2- Sizden tepki alınca sizi ne kadar kırdığını, yaptığı hatayı çok net anladığını fark edersiniz. Ama o çarpıtma yapmayı seçer, konu hakkında yüzeysel bir özür diler, “Haklısın” der ve hemen ardından bunu bastıracak şekilde sizinle ilgili arayıp tarayıp bulduğu bir şeyi deve yapar, kendi yaptığı artık piredir. Empatsanız ya da ironi yapıyorsanız veya “Bir gün anlar, artık eskisi gibi olmayacağız nasılsa, varsın vicdanı rahat etsin” derseniz çarpıtma sonrası özür dileyen siz olursunuz ve sizin önemli gündeminiz bir daha açılmamak üzere kapanır gider.

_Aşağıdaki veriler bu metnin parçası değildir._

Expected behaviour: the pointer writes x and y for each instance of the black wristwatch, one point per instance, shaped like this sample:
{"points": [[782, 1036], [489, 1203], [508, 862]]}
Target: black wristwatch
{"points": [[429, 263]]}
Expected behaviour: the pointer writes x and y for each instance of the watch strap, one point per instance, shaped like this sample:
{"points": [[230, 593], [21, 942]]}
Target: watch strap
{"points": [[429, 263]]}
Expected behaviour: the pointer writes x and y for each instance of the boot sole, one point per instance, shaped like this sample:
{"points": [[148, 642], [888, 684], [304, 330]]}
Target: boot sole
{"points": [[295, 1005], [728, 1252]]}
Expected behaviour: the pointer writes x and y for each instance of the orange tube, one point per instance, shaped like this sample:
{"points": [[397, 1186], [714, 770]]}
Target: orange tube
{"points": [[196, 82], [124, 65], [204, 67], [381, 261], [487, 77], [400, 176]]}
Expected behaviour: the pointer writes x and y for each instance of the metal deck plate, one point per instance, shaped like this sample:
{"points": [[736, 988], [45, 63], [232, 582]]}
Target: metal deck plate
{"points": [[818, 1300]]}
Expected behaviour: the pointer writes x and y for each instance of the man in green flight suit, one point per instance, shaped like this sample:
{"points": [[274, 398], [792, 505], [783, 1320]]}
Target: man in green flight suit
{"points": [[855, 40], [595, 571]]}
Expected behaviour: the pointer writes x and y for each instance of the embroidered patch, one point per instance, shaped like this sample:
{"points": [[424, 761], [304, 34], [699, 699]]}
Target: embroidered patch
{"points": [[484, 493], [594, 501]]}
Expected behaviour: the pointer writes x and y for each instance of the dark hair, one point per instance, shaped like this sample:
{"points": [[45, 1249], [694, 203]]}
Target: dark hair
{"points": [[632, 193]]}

3- Gerçekten mahcup olur samimiyetle özür diler. Öyle ya, kimin için neyin önemli olduğu bilinmez ve siz samimiyetini fark edersiniz. İğneyle sizinle ilgili bir sorun aramak yerine “Önemli bir süreç geçiriyor, bir de ben yormayayım” diye düşünür ve destek olur. Sizinle ilgili olumsuz bir durum olsa dahi doğru zamanı bekler, konuşmak için acınıza tuz basmaz. Dost, eş acı söylemez, acıyı bile tatlı söyler.

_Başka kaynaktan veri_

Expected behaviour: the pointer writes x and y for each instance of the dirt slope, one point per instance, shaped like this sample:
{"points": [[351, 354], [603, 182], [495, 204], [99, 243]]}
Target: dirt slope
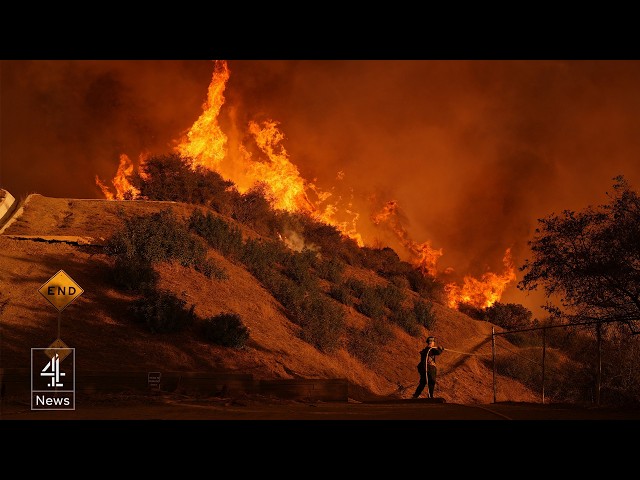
{"points": [[49, 234]]}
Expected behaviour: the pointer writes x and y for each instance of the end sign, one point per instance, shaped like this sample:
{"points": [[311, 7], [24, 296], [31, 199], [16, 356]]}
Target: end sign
{"points": [[60, 290]]}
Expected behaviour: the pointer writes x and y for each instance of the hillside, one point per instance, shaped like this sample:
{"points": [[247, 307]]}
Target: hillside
{"points": [[48, 234]]}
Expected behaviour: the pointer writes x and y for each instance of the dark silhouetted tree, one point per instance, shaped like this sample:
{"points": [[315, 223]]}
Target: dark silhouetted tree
{"points": [[590, 260]]}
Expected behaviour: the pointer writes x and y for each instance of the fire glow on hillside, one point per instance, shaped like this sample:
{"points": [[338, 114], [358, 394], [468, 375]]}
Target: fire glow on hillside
{"points": [[268, 164]]}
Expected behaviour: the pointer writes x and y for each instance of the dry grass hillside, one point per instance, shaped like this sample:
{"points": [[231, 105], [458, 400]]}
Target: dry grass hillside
{"points": [[49, 234]]}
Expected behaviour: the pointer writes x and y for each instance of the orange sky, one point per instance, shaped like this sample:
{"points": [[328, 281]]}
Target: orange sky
{"points": [[473, 152]]}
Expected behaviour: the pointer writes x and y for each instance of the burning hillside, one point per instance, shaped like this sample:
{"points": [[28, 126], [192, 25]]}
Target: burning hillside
{"points": [[260, 159]]}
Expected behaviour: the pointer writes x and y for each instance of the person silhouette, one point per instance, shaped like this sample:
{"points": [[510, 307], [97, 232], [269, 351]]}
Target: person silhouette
{"points": [[427, 367]]}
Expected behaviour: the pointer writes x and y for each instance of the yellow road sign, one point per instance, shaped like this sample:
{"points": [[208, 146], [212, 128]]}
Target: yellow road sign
{"points": [[59, 347], [60, 290]]}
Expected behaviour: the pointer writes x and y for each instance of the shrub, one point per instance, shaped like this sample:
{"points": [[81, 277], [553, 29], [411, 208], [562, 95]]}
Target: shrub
{"points": [[133, 274], [425, 285], [471, 311], [253, 209], [172, 177], [331, 269], [155, 238], [341, 293], [226, 329], [298, 266], [370, 303], [211, 269], [424, 314], [162, 312], [262, 256], [366, 344], [225, 238], [322, 322], [391, 296], [405, 318], [510, 316]]}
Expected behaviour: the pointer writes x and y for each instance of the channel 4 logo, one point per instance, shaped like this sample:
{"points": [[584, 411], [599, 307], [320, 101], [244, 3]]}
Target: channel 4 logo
{"points": [[53, 381]]}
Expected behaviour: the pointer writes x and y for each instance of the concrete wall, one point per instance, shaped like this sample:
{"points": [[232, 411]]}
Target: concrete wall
{"points": [[16, 382]]}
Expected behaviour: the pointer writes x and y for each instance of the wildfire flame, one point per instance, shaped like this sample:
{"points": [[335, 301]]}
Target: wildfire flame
{"points": [[206, 145], [423, 255], [205, 142], [483, 292], [123, 187]]}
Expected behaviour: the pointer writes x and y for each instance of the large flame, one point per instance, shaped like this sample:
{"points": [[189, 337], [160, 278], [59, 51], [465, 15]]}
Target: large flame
{"points": [[483, 292], [266, 162], [205, 142], [271, 167], [423, 255]]}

Hangi seçenek olursa olsun bir kere fark ettiğiniz bir şeyi bir daha görmezden gelemezsiniz. İlişkileriniz sizin iyi olduğunuz kadar karşı tarafın da iyi oluşuyla sürer. Her an yardımına koştuğunuz, telefon başında hazır şekilde beklediğiniz, yaşamınızda öncelik verdiğiniz kişiler kendi haklılık alanları için sizi yok sayıyorsa, sizin zor anlarınızda hem yanınızda olmayıp hem de bir yük de onlar bırakıyorsa “Benim iteklememle gidecek olan ilişkileri yürütmeye mecalim var mı?” diye durup düşünmeniz gerekir. Herkesle yakın olmanız gerekmez, bazı insanlar varken de yoktur, gülmek, eğlenmek için vardırlar, birlikte hoş zaman geçirebilirsiniz. Bu durum, onların yakınınız ya da kalbinizin diğer yarısı olduğu anlamına gelmez. Yaşamın uzun soluklu bir yolculuk olduğunu söylerim ya hep, bu yolculukta başa gelenlerle sınırlar belirlenir, ummazsanız küsmezsiniz. Bazen “Bu da bir deneyim oldu” diye düşünmek yerinde olur. Yepyeni bir öğretiyi kavramış oldunuz. Sizin için önemli olan konuları doğrudan kendiniz için, en işlevsel halde ve hayatınız için en doğru şekilde çözmek, sadece sizin sorumluluğunuzdadır. Gönül bu ya, bazen “Çözmeseydi de yanımda olsaydı” demek ister. O zaman da gündemlerinizi kiminle paylaşacağınızı seçmeniz, paylaşınca alacağınız tepkiyi ya da tepkisizliği göğüslemeniz gerekir. Bizler karşı tarafı değil, sadece kendimizi geliştirip değiştirebiliriz. Kişilerin bize karşı olan davranış ve tutumlarını belirleyemeyiz fakat üzerimizdeki tesirlerini değiştirmek koyacağımız sınırlarla elimizdedir.